Werz se refiere a lo que dijo Grenell en una entrevista en enero pasado, en la que afirmó que haría lo posible por promover a los grupos anti establishment en su enfrentamiento con las élites europeas.

En un mundo donde prima el nacionalismo y donde la cooperación multilateral se ve cada más complicada, ¿cómo se entiende el panorama internacional de los siguientes cinco a 10 años?

"Como un completo desastre. Trump está destruyendo el orden global que nos costó 70 años construir, el hecho de que el presidente le está dando la espalda a todo esto y nuestros aliados, muestra la seriedad de lo que viene.

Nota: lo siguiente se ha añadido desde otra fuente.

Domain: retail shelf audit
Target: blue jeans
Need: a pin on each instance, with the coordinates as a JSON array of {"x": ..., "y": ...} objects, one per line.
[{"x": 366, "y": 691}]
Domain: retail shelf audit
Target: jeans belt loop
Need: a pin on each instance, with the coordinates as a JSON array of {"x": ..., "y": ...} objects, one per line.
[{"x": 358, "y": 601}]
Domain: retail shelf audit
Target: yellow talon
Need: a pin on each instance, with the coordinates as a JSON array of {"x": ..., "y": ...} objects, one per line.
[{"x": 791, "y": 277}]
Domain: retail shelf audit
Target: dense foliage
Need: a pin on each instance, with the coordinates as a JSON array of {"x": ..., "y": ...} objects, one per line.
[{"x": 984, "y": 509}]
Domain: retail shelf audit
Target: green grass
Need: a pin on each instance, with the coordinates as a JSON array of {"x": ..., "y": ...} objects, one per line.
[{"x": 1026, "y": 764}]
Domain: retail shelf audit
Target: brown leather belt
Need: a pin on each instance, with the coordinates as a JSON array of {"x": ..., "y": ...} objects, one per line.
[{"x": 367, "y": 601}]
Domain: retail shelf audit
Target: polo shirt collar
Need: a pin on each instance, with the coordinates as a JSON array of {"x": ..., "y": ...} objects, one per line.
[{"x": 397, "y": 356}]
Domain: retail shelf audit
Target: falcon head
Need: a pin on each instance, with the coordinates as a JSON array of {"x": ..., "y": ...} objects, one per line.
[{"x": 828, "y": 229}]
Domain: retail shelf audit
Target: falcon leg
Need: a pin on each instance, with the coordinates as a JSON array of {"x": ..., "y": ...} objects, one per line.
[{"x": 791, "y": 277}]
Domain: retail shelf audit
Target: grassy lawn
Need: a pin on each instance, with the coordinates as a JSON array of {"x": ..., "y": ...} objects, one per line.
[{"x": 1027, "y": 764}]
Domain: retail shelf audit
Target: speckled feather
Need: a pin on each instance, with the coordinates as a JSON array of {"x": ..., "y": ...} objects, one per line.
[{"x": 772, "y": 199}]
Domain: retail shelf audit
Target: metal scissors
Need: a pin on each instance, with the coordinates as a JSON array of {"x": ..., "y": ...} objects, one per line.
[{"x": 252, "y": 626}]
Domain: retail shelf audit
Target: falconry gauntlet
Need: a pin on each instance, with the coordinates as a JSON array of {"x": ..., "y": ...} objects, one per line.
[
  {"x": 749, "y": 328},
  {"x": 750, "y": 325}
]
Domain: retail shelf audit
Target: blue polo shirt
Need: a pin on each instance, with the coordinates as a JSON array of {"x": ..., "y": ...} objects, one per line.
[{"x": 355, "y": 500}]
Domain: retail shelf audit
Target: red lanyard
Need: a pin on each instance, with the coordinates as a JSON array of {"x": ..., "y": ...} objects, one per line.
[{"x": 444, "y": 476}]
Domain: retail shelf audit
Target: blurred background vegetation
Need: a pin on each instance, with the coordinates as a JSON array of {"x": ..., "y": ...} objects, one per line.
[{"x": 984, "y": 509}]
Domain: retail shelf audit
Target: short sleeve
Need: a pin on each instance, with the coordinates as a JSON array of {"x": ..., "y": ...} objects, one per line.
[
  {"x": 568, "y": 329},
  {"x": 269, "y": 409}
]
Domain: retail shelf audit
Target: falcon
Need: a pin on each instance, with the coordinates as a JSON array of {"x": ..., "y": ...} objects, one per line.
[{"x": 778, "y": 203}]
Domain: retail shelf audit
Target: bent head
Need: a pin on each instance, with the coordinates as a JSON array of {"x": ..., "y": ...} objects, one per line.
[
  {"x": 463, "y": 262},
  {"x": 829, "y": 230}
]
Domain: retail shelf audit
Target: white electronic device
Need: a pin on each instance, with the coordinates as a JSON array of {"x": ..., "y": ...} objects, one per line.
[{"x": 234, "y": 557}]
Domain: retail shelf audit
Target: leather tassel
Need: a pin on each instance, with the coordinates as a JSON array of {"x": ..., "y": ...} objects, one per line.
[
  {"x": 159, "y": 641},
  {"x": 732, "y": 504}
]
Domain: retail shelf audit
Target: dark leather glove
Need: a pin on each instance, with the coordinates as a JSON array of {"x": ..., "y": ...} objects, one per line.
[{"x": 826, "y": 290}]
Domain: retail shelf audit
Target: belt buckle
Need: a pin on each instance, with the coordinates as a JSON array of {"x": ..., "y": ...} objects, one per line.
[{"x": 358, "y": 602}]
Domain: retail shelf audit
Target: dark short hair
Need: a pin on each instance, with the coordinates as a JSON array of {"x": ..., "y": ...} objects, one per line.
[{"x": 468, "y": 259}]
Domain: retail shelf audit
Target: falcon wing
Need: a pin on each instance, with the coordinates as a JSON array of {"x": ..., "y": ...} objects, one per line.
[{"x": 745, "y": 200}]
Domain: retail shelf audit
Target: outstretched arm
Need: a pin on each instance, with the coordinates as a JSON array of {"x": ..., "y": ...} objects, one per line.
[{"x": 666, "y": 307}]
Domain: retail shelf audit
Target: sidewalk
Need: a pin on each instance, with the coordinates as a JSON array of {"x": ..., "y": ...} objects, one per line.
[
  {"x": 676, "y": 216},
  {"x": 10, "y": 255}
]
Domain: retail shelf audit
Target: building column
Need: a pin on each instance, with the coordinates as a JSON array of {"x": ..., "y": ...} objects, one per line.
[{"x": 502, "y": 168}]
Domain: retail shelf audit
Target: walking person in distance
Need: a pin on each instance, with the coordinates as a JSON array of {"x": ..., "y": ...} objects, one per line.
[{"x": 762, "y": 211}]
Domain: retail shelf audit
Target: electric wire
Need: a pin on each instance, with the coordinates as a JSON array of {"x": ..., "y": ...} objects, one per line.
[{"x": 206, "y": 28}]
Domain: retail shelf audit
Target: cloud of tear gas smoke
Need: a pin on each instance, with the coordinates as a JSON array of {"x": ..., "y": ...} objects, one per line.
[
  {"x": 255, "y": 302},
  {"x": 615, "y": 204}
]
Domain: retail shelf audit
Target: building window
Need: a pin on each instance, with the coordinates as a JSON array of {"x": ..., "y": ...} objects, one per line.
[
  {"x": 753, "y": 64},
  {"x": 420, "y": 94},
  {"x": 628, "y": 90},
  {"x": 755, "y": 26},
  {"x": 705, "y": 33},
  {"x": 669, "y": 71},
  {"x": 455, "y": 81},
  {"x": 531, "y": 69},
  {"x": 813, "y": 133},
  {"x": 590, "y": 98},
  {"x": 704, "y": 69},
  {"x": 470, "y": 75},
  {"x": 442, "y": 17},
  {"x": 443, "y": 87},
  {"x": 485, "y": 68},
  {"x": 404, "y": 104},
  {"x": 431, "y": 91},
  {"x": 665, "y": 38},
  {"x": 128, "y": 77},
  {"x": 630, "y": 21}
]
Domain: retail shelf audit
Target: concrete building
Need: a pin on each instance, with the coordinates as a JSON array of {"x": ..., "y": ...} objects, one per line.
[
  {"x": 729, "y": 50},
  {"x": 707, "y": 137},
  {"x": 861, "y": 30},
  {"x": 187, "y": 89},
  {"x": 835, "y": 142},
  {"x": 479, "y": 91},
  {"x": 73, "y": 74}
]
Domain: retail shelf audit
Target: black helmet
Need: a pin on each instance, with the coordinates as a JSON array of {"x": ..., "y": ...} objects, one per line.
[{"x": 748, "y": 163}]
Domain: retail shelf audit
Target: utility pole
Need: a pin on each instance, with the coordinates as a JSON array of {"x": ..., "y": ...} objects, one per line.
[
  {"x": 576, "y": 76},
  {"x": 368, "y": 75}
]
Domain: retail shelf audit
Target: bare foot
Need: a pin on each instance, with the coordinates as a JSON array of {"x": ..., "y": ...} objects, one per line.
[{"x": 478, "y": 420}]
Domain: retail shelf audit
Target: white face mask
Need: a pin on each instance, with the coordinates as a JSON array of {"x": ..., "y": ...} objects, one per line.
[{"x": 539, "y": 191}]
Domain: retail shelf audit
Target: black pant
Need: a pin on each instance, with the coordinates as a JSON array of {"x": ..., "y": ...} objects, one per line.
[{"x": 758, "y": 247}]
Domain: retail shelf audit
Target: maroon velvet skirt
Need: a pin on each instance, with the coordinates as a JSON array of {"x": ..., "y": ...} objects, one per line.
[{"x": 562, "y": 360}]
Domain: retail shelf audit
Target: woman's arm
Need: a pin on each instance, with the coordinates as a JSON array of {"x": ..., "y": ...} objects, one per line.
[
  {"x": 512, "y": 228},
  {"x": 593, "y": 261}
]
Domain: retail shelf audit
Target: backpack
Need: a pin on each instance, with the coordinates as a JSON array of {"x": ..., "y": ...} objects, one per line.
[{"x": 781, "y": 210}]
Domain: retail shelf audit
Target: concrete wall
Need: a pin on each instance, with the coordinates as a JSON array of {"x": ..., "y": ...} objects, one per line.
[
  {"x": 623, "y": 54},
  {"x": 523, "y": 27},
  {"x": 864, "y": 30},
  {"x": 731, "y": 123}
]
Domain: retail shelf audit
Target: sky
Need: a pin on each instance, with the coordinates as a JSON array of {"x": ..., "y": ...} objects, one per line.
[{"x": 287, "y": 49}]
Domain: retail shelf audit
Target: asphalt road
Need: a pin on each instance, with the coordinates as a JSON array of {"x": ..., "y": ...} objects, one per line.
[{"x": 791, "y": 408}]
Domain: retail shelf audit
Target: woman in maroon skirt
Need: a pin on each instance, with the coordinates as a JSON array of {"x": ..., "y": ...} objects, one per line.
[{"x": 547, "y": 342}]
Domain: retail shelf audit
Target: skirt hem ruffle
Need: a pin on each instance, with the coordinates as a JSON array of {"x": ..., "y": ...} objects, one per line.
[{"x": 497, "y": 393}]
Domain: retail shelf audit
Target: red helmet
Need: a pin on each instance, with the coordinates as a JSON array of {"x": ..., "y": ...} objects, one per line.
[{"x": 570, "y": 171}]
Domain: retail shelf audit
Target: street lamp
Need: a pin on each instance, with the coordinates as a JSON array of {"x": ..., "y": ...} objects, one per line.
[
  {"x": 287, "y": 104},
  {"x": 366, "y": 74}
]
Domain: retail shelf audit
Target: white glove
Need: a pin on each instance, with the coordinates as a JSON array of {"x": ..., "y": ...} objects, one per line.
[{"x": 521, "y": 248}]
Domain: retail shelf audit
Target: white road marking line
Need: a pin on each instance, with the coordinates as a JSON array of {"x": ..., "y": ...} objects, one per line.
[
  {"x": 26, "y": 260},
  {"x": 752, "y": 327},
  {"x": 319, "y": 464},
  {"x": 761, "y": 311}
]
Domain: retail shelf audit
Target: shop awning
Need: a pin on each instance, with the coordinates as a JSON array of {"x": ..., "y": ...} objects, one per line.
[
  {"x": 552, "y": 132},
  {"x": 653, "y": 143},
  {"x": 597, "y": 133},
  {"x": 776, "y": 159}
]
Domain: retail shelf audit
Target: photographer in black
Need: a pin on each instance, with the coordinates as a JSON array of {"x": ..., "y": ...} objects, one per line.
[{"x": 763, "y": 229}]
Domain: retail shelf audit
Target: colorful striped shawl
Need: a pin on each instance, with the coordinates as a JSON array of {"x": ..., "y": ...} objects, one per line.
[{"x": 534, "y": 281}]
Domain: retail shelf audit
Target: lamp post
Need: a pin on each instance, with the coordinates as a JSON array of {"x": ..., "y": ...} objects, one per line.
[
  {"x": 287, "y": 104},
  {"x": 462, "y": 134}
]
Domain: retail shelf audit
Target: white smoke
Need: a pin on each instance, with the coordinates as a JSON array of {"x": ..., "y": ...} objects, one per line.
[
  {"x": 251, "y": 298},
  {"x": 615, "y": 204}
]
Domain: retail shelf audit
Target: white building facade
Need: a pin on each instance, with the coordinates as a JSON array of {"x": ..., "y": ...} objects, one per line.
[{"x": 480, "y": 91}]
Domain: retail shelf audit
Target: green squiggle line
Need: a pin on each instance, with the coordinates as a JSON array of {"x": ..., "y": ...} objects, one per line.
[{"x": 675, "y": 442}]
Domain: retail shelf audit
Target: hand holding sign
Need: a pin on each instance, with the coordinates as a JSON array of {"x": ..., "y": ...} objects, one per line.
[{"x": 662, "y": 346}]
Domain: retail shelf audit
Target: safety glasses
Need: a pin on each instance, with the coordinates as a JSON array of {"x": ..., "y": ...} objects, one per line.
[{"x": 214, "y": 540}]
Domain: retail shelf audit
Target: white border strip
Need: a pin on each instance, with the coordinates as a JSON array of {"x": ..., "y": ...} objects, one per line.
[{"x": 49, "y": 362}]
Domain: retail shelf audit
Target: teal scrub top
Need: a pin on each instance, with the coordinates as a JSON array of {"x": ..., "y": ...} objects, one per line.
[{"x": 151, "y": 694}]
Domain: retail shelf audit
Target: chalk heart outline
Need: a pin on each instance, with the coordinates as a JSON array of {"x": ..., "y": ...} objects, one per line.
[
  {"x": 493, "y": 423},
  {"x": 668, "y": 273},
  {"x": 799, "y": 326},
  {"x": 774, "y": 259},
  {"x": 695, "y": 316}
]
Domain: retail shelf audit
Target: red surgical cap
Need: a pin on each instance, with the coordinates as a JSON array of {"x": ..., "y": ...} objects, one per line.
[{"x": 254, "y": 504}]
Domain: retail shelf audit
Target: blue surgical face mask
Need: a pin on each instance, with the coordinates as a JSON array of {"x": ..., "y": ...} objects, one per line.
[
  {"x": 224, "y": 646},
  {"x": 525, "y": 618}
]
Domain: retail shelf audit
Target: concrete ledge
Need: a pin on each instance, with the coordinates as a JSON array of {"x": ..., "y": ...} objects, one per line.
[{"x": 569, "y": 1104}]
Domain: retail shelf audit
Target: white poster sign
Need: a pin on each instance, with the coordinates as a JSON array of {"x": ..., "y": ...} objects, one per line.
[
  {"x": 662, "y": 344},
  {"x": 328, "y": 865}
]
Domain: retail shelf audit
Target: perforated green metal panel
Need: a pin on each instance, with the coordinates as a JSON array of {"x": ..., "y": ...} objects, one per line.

La fragilidad de las instituciones nacionales e internacionales", afirma Werz.

La canciller alemana, Angela Merkel, es la principal impulsora de un modelo europeo fuerte, que sea capaz de dar liderazgo al nuevo orden, de contraponerse a 'America First' y florecer "sin contar con Estados Unidos".

Sin embargo, los vientos que baten contra el proyecto unitario europeo no amainan y la dinámica política de Washington es un factor de peso.

"No veo ninguna razón por la que la crisis de inmigración en Europa no aumente en el futuro y, si eso es así, la Unión Europea se enfrentará a más intentos de emular 'Brexit'. Respecto a la OTAN, por la gran dependencia que tiene en el rol de Estados Unidos, creo que todo depende de las elecciones legislativas de este año”

“Si gana el Partido Republicano existe una gran oportunidad de que Trump sea reelegido y probablemente continuará el estilo y tono que usó en Europa", explicó Robert Rohrschneider.